10 Basic "Do's and Dont's" of Photo Editing

June 13, 2015  •  1 Comment

As some of you may know, I've spent a decent amount of time working in the Film and TV industry in Hollywood - as a Cinematographer, Editor, and as a Colorist. As a Colorist, I developed a skill set that transfers quite well to photography, and has served me incredibly well both in my professional work as a photographer and cinematographer, as well as in my personal artistic work.

Recently, I shot a set of photos for a client who owns some vacation rentals - I've done similar photos for her in the past, but this time, one of the final images in the set used so much editing, I thought a post on the subject was worthwhile, as it's something I haven't written about yet.
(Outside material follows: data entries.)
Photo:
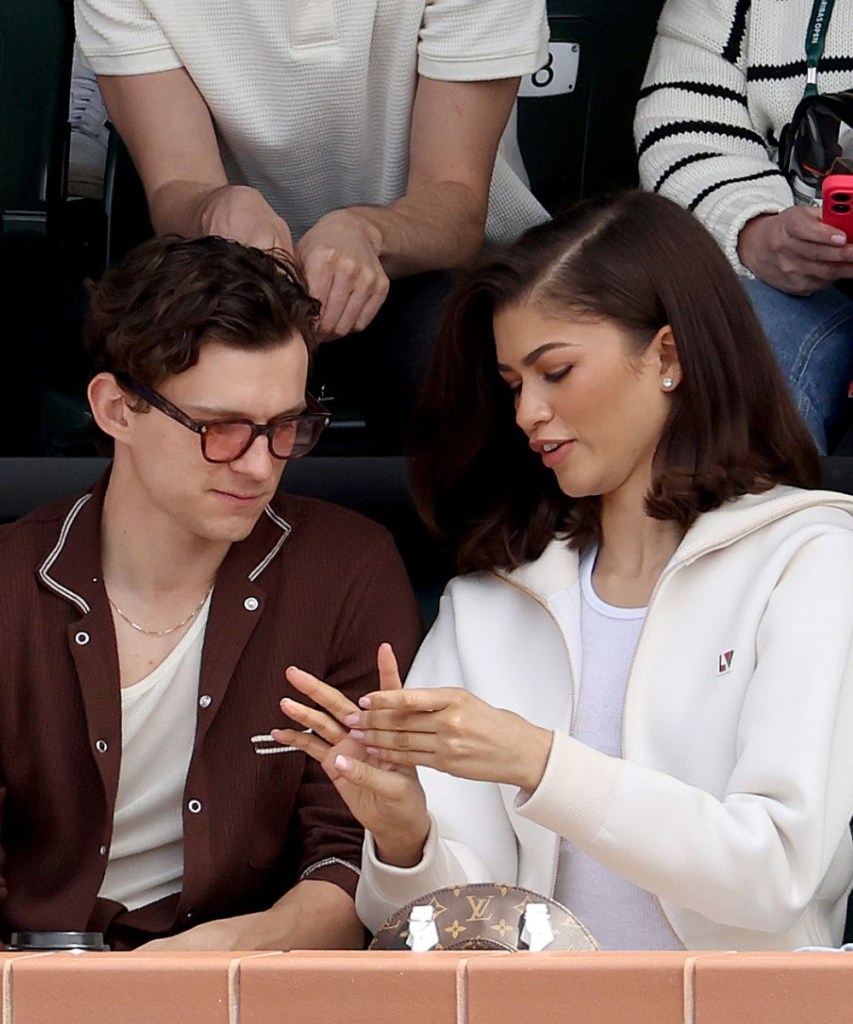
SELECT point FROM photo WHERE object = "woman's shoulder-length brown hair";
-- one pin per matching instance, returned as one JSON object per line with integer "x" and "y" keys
{"x": 643, "y": 262}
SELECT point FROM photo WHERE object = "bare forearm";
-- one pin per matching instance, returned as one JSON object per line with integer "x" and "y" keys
{"x": 435, "y": 227}
{"x": 177, "y": 207}
{"x": 311, "y": 915}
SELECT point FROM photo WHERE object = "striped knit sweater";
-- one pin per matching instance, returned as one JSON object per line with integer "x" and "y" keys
{"x": 723, "y": 79}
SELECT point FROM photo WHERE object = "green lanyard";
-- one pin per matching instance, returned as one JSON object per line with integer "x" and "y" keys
{"x": 815, "y": 41}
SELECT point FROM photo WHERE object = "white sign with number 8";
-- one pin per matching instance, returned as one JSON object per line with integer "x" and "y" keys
{"x": 557, "y": 76}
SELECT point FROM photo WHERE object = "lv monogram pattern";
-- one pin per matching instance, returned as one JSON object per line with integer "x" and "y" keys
{"x": 483, "y": 915}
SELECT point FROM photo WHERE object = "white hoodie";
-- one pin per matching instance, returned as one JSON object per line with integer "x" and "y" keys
{"x": 733, "y": 798}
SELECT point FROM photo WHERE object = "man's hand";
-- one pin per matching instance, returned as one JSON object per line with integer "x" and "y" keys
{"x": 168, "y": 129}
{"x": 341, "y": 258}
{"x": 388, "y": 802}
{"x": 795, "y": 251}
{"x": 242, "y": 213}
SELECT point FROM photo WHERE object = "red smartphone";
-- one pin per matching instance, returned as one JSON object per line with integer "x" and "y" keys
{"x": 837, "y": 193}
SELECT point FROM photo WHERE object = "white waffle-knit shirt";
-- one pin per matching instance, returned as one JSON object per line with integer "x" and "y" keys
{"x": 312, "y": 99}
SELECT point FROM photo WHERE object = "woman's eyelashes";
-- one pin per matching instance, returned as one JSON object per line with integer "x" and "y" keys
{"x": 552, "y": 377}
{"x": 557, "y": 375}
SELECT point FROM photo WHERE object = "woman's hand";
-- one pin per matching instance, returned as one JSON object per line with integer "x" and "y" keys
{"x": 387, "y": 801}
{"x": 454, "y": 731}
{"x": 795, "y": 251}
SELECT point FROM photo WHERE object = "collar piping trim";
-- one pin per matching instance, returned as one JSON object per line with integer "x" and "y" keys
{"x": 44, "y": 568}
{"x": 286, "y": 528}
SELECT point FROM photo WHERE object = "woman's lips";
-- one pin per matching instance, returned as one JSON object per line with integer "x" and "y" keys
{"x": 552, "y": 453}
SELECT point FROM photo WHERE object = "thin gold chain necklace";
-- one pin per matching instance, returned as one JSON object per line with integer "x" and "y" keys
{"x": 159, "y": 633}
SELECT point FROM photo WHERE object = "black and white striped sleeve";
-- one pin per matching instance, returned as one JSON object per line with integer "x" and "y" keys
{"x": 696, "y": 140}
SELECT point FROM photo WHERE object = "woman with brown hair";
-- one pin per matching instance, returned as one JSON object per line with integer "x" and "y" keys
{"x": 638, "y": 694}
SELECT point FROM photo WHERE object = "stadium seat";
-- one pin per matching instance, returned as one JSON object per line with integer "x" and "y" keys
{"x": 36, "y": 38}
{"x": 576, "y": 114}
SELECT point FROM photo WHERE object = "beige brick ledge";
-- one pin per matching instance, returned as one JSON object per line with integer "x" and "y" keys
{"x": 427, "y": 988}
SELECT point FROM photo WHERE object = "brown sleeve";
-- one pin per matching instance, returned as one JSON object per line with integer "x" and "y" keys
{"x": 379, "y": 607}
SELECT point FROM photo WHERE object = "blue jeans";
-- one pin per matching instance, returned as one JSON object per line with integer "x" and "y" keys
{"x": 812, "y": 339}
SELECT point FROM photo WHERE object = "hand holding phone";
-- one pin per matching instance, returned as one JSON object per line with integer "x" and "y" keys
{"x": 837, "y": 193}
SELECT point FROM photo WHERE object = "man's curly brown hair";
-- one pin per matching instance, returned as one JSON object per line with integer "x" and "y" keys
{"x": 150, "y": 315}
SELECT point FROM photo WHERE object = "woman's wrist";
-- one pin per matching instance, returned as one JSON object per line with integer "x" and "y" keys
{"x": 401, "y": 850}
{"x": 531, "y": 764}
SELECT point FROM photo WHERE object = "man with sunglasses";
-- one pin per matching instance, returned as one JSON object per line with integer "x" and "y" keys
{"x": 148, "y": 625}
{"x": 364, "y": 135}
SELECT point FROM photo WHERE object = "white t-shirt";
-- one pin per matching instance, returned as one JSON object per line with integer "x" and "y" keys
{"x": 158, "y": 731}
{"x": 312, "y": 98}
{"x": 619, "y": 913}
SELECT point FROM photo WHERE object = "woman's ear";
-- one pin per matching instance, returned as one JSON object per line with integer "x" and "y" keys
{"x": 109, "y": 406}
{"x": 665, "y": 350}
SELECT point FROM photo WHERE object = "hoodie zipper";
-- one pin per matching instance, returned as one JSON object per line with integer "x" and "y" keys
{"x": 699, "y": 553}
{"x": 572, "y": 695}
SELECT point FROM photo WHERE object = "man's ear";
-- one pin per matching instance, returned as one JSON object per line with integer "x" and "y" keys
{"x": 663, "y": 347}
{"x": 109, "y": 406}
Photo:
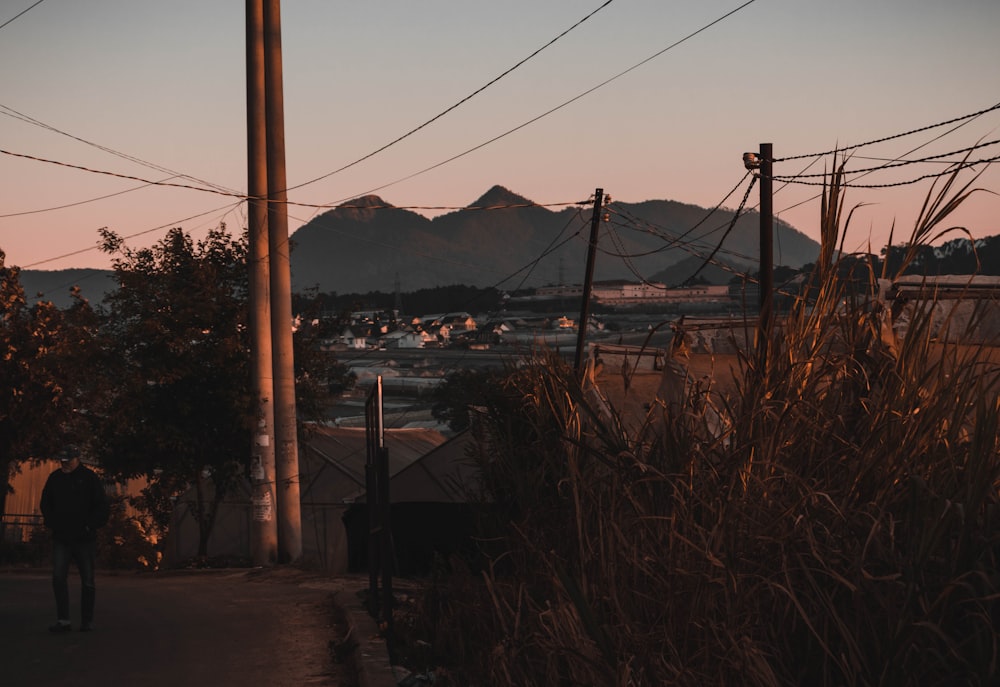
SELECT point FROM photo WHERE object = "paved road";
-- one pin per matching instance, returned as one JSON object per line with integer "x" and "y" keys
{"x": 215, "y": 628}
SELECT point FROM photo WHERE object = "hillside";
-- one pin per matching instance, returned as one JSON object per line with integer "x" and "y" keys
{"x": 351, "y": 250}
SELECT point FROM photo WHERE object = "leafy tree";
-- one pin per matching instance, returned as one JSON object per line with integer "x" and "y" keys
{"x": 463, "y": 389}
{"x": 44, "y": 378}
{"x": 176, "y": 342}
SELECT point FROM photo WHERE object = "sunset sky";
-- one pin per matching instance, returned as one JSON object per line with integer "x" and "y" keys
{"x": 162, "y": 84}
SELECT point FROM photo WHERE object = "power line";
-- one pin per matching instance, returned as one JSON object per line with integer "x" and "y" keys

So, without further ado, here are 10 do's and don'ts of Photo Editing:

Do:

  1. Shoot with editing in mind - this means shoot RAW, and even if you can't plan every single part of your shot or your shoot, try to build habits that serve you well later in Lightroom.
  2. Underexpose for landscape, overexpose for portraits - highlights clip easily, skin looks muddy and sallow when underexposed. Exactly what the number is will vary depending on your equipment and your own personal style - experiment.
  3. Understand that even the best camera's dynamic range is limited, my A7R tops out at about 14ev.
  4. Give yourself room to crop! As you'll note, I didn't crop this image at all. This is a problem. I need to work on this. Many times I've been editing a photo, wishing dearly I could pull wider just a touch because I accidentally cropped out someone's toe, or ear, etc. You can't make it wider. You can only make it tighter.
  5. Shoot with as low an ISO as you realistically can; the lower the ISO, the more dynamic range you can eek out before noise becomes a serious problem. In the sample pic, you'll note that if I had been taking my sweet time instead of hustling through a shoot to get everything necessary in a tight timeframe, I'd have been able to shoot a longer exposure time, higher F-stop, and a lower ISO. When I'm in a hurry, I like to keep my exposure speed to at least 1/160th of a second to prevent vibration blur, etc.

Don't:

  1. Expect that what you see right out of the camera represents the true character of an image. Sometimes something amazing is hiding outside of what's currently visible.
  2. Underestimate the importance of editing your photos well. If I didn't edit my photos, I'd probably only have a dozen pictures on my entire site.
  3. Get too cute. It's one thing to see a photo and for it to be notable that it has been edited, it's another for it to be gaudy. (I realize of course that the sample image I've posted here is quite borderline gaudy) The difference is sometimes a fine line - and sometimes, an extreme edit is purposeful, intentional, and conveys a critical feeling that contributes to the photograph. Try to keep your editing tasteful, and always ask yourself if what you're adding contributes to the feeling the photograph is intended to evoke, or if it has no effect, or worse, a deleterious one. It's very easy to use Lightroom's tools to create things that look very artificial and unnatural, and while I (obviously) enjoy pushing the boundaries a little sometimes, I generally try and keep things in the range of the quasi-believable. Sometimes the key to this is a generous amount of feathering on your masks - sometimes it is a very high-resolution mask that has barely any feathering. Skies and soft shadows like feathering. Defined objects like faces and tree trunks like defined masks.
  4. Crush your blacks and clip your highlights. Look at the histogram, and attempt to maintain at least a small amount of detail in them while using the exposure slider to get the body of the image where you want it, and the contrast slider to push the boundaries until they just brush the edges. (obviously there are occasions where clipping is desirable, and in these extreme edit type situations, of course, go right ahead, I'm generalizing)
  5. Rush. Take your time. Have a cup of coffee, read the news, throw digital poo on Facebook, etc, and come back to things later. Sometimes I'll look at an edit later on and want to entirely re-do it. Using the "Virtual Copy" in Lightroom is very useful for doing this and not losing your previous edit.

 

Well, that's it for this post, hope you all enjoyed - feel free to hit me up with any questions or point out my mistakes (in a polite way please).


Comments

1.Richard Ostrand(non-registered)
As for "underexposing landscapes," perhaps you were concerned about overexposing the sky and its subtleties that so easily wash out. I always keep a Cokin-P mount with at least one gradated, neutral-density filter in even my most portable kit for just that concern.